Kong serves as the entry point to your microservices ecosystem, handling cross-cutting concerns like:

• Authentication and authorization
• Request routing
• Rate limiting
• Analytics and monitoring

Multi-datacenter Deployment

This architecture enables:

• Geographic distribution
• Lower latency for regional users
• Disaster recovery capabilities

Summary

Kong's architecture provides a flexible, scalable foundation for API management.

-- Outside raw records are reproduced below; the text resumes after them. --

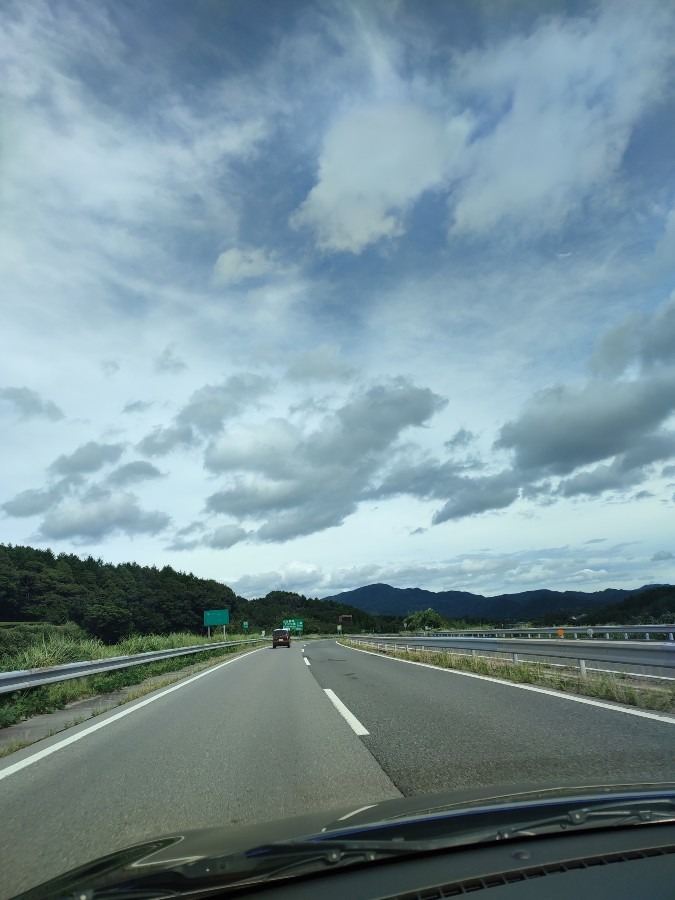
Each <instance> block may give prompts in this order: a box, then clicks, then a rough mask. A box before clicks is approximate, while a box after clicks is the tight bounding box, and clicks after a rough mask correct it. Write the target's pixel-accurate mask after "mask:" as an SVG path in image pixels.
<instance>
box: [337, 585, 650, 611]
mask: <svg viewBox="0 0 675 900" xmlns="http://www.w3.org/2000/svg"><path fill="white" fill-rule="evenodd" d="M654 587H663V585H653V584H648V585H643V587H641V588H635V589H633V590H625V589H622V588H606V589H605V590H603V591H590V592H586V591H549V590H546V589H541V590H534V591H522V592H520V593H516V594H500V595H499V596H497V597H485V596H483V594H472V593H470V592H469V591H427V590H425V589H424V588H395V587H392V586H391V585H390V584H367V585H365V586H364V587H360V588H355V589H354V590H352V591H343V592H342V593H340V594H334V595H333V596H331V597H325V598H324V599H325V600H333V601H337V602H339V603H349V604H350V605H351V606H356V607H357V608H358V609H362V610H364V611H365V612H369V613H374V614H378V615H392V616H407V615H410V614H411V613H413V612H417V611H418V610H420V609H428V608H429V607H431V608H432V609H435V610H436V611H437V612H438V613H440V614H441V615H442V616H444V617H445V618H450V619H462V618H474V619H475V618H485V619H495V618H496V619H528V618H533V617H537V616H542V615H545V614H546V613H550V612H554V611H557V610H562V609H564V610H569V611H570V612H572V613H574V612H575V611H579V612H581V611H583V610H587V609H589V608H590V609H599V608H601V607H603V606H609V605H610V604H614V603H620V602H621V601H622V600H625V599H626V598H627V597H632V596H634V595H635V594H640V593H642V592H643V591H646V590H650V589H652V588H654Z"/></svg>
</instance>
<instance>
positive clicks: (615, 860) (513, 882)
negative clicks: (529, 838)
mask: <svg viewBox="0 0 675 900" xmlns="http://www.w3.org/2000/svg"><path fill="white" fill-rule="evenodd" d="M671 853H675V846H667V847H650V848H649V849H647V850H636V851H631V852H630V853H606V854H602V855H601V856H587V857H584V858H582V859H573V860H567V861H566V862H564V863H551V864H549V865H545V866H531V867H529V868H521V869H513V870H510V871H508V872H502V873H497V874H495V875H486V876H485V877H484V878H468V879H466V880H464V881H456V882H453V883H452V884H445V885H441V886H439V887H437V888H429V889H427V890H424V891H419V892H418V891H415V892H413V893H410V894H400V895H397V897H398V900H447V898H449V897H463V896H465V895H466V894H475V893H476V892H477V891H483V890H487V889H488V888H494V887H503V886H504V885H507V884H517V883H518V882H521V881H530V880H532V879H534V878H546V877H548V876H549V875H560V874H562V873H563V872H573V871H575V870H578V869H592V868H596V867H598V866H609V865H612V864H613V863H620V862H630V861H631V860H635V859H648V858H650V857H654V856H667V855H669V854H671Z"/></svg>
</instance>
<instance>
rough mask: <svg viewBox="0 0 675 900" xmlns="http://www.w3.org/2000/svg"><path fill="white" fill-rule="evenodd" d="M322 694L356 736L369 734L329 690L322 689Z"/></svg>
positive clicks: (348, 710)
mask: <svg viewBox="0 0 675 900" xmlns="http://www.w3.org/2000/svg"><path fill="white" fill-rule="evenodd" d="M323 690H324V693H325V694H326V695H327V696H328V699H329V700H330V701H331V703H332V704H333V706H334V707H335V709H337V711H338V712H339V713H340V715H341V716H343V718H344V719H346V721H347V722H348V723H349V724H350V726H351V727H352V729H353V730H354V731H355V732H356V734H361V735H363V734H370V732H369V731H368V729H367V728H364V727H363V725H362V724H361V723H360V722H359V720H358V719H357V718H356V716H355V715H354V713H352V712H350V711H349V710H348V709H347V707H346V706H345V705H344V703H343V702H342V700H340V698H339V697H337V696H336V695H335V694H334V693H333V691H331V689H330V688H324V689H323Z"/></svg>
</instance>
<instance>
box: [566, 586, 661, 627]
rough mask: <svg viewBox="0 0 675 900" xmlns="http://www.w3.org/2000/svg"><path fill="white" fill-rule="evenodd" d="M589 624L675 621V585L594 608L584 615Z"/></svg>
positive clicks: (642, 624)
mask: <svg viewBox="0 0 675 900" xmlns="http://www.w3.org/2000/svg"><path fill="white" fill-rule="evenodd" d="M583 621H584V624H586V623H588V624H589V625H652V624H660V623H666V622H668V623H670V622H675V587H670V586H665V587H658V588H653V589H652V590H650V591H644V593H642V594H638V595H637V596H634V597H628V598H627V599H626V600H622V601H621V603H615V604H613V605H612V606H605V607H604V608H603V609H598V610H594V611H593V612H592V613H589V614H588V615H587V616H585V617H584V620H583Z"/></svg>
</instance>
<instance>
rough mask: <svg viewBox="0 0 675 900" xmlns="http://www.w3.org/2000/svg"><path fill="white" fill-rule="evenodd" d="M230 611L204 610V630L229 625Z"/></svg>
mask: <svg viewBox="0 0 675 900" xmlns="http://www.w3.org/2000/svg"><path fill="white" fill-rule="evenodd" d="M229 624H230V611H229V609H205V610H204V628H206V627H207V626H209V625H229Z"/></svg>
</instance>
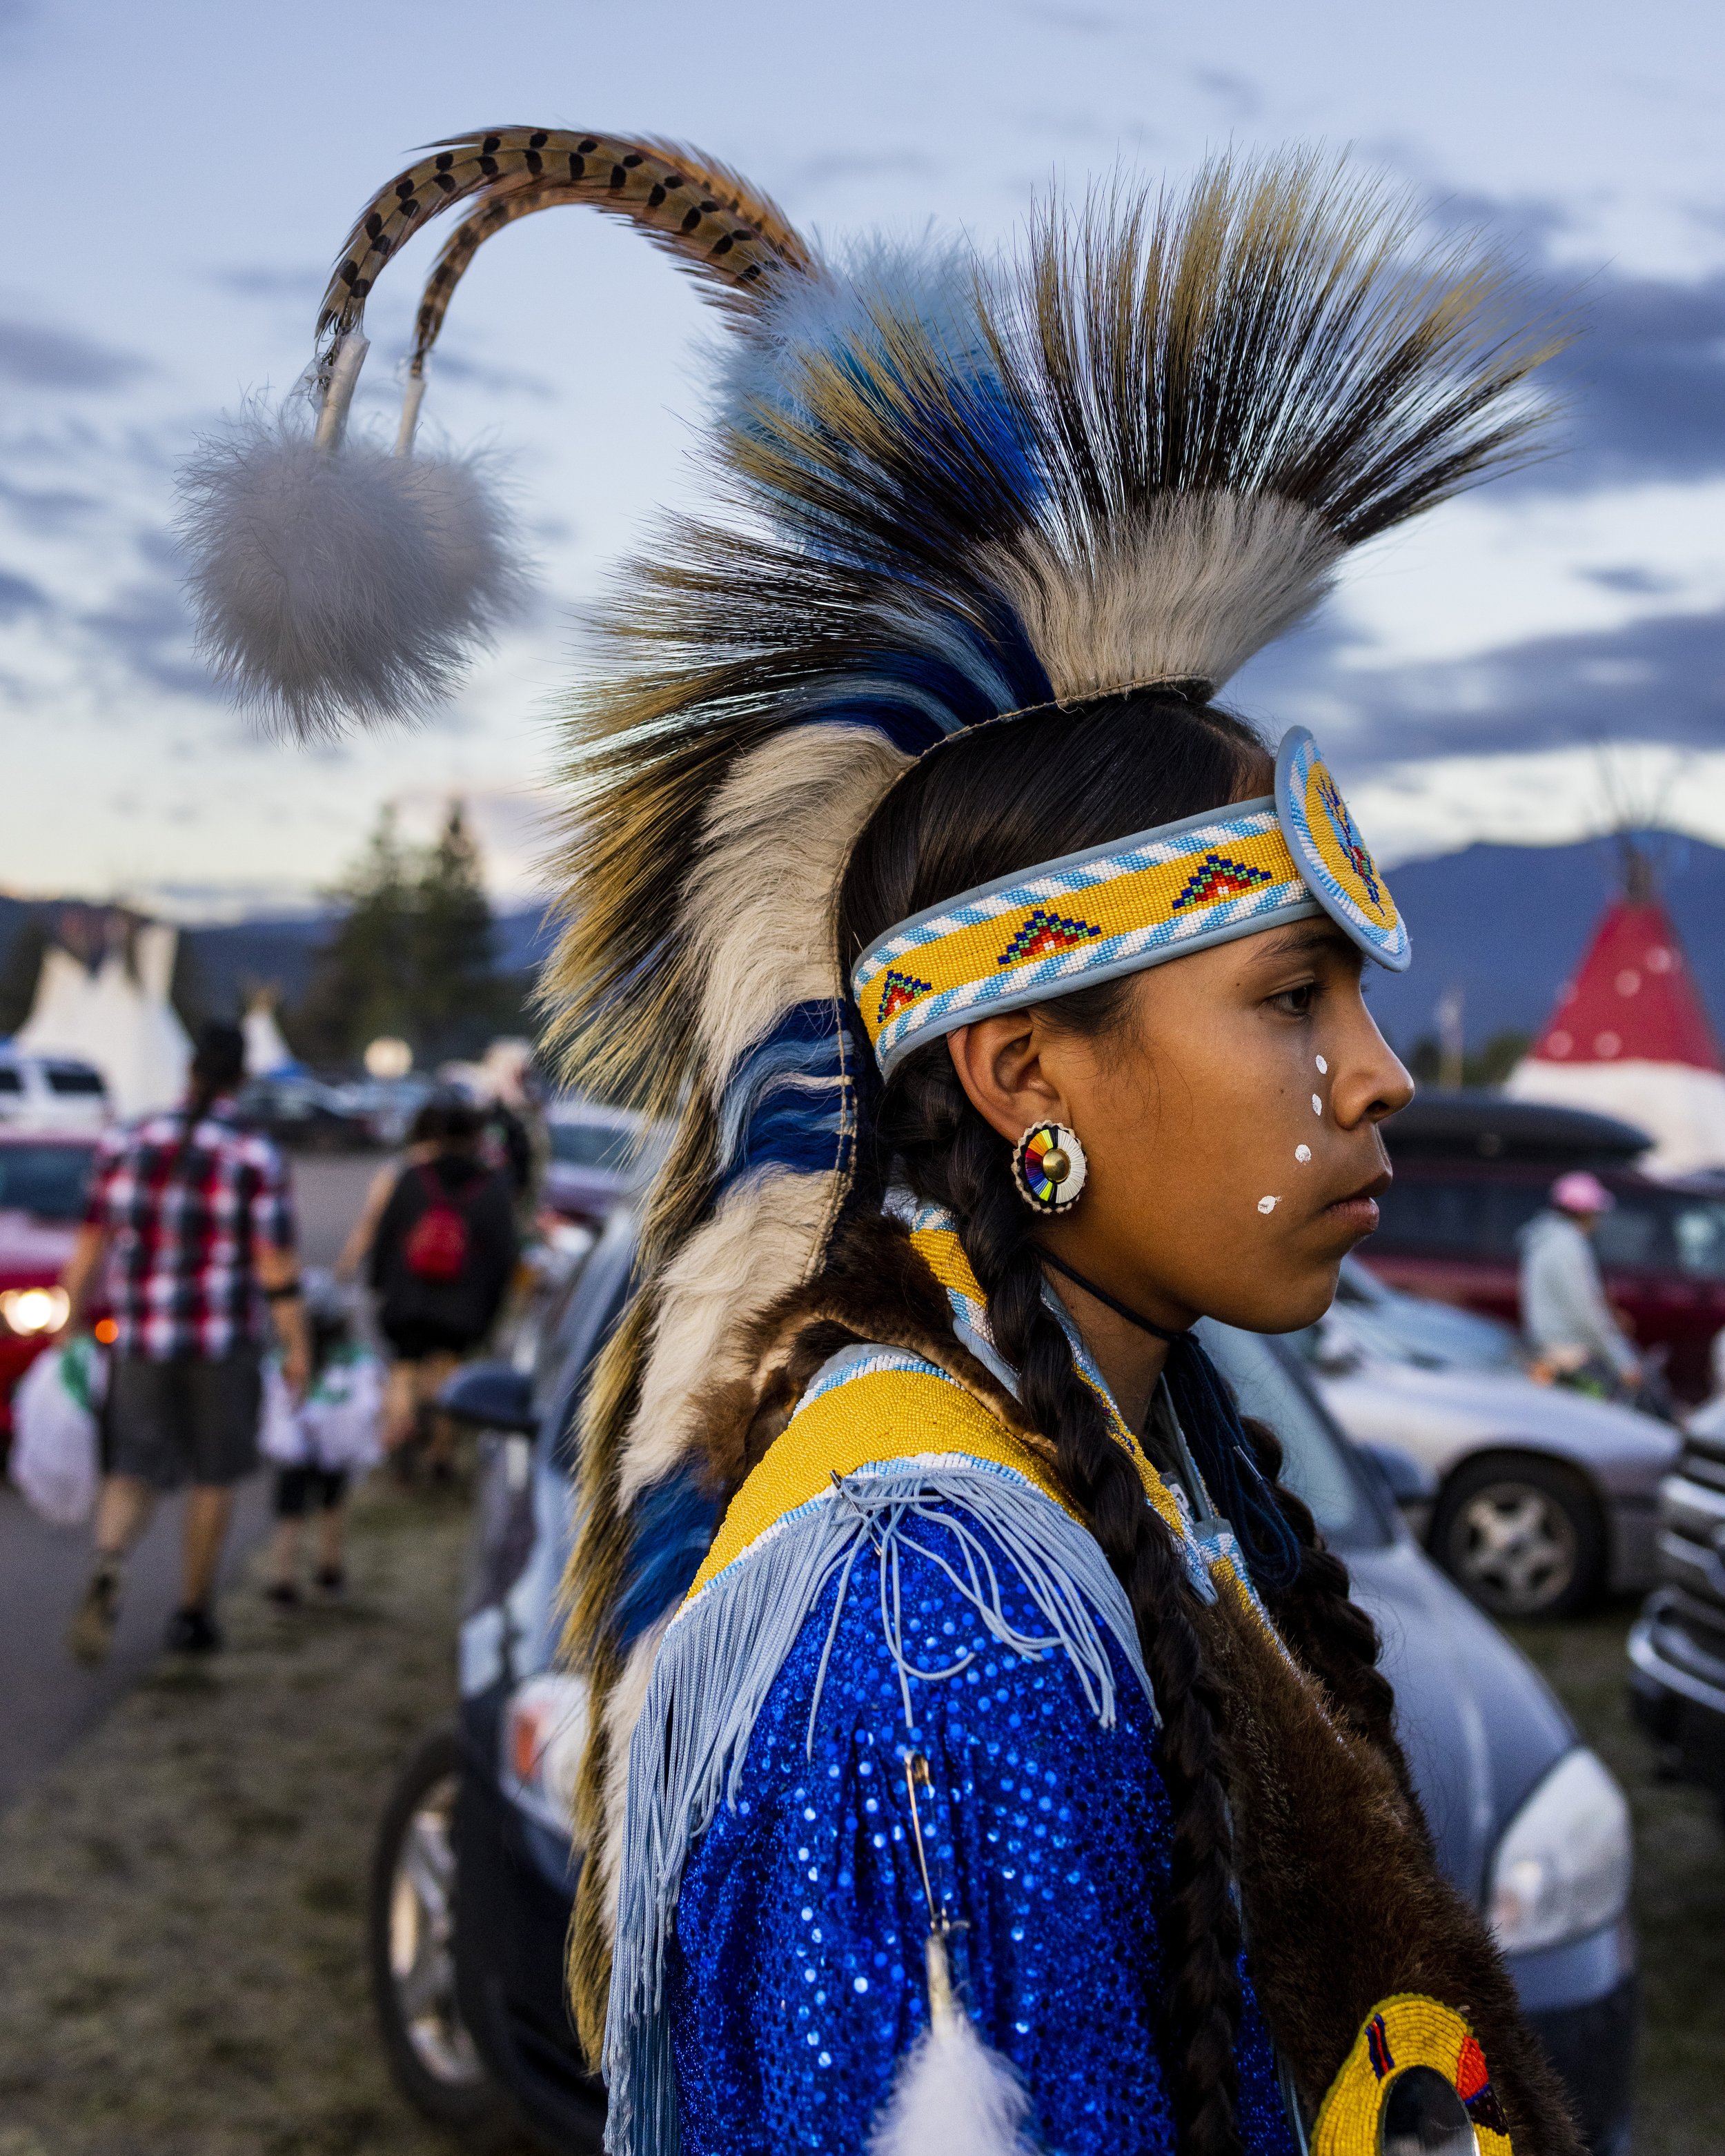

Its components work together to deliver high performance, security, and extensibility:

1. Built on NGINX: Leverages NGINX's high-performance core
2. Plugin System: Enables functionality extension without modifying core code
3. Database Support: Stores configuration in PostgreSQL, Cassandra, or DB-less mode
4. Admin API: Provides programmatic control over all aspects of Kong
5. Flexible Deployment Options: Supports single-node, clustered, and hybrid deployments

Understanding Kong's architecture allows you to properly configure, deploy, and troubleshoot your API gateway infrastructure to support your application's needs.

Next Steps and Exercises

To deepen your understanding of Kong architecture:

1. Install Kong locally and explore its components
2. Configure a basic service and route through the Admin API
3. Add authentication plugins to secure your routes
4. Try setting up Kong in DB-less mode with configuration in YAML
5. Experiment with different plugin combinations and observe their effect on request flow
6. Measure performance differences between various deployment patterns

With a solid understanding of Kong's architecture, you're well-equipped to design and implement effective API management solutions for your applications.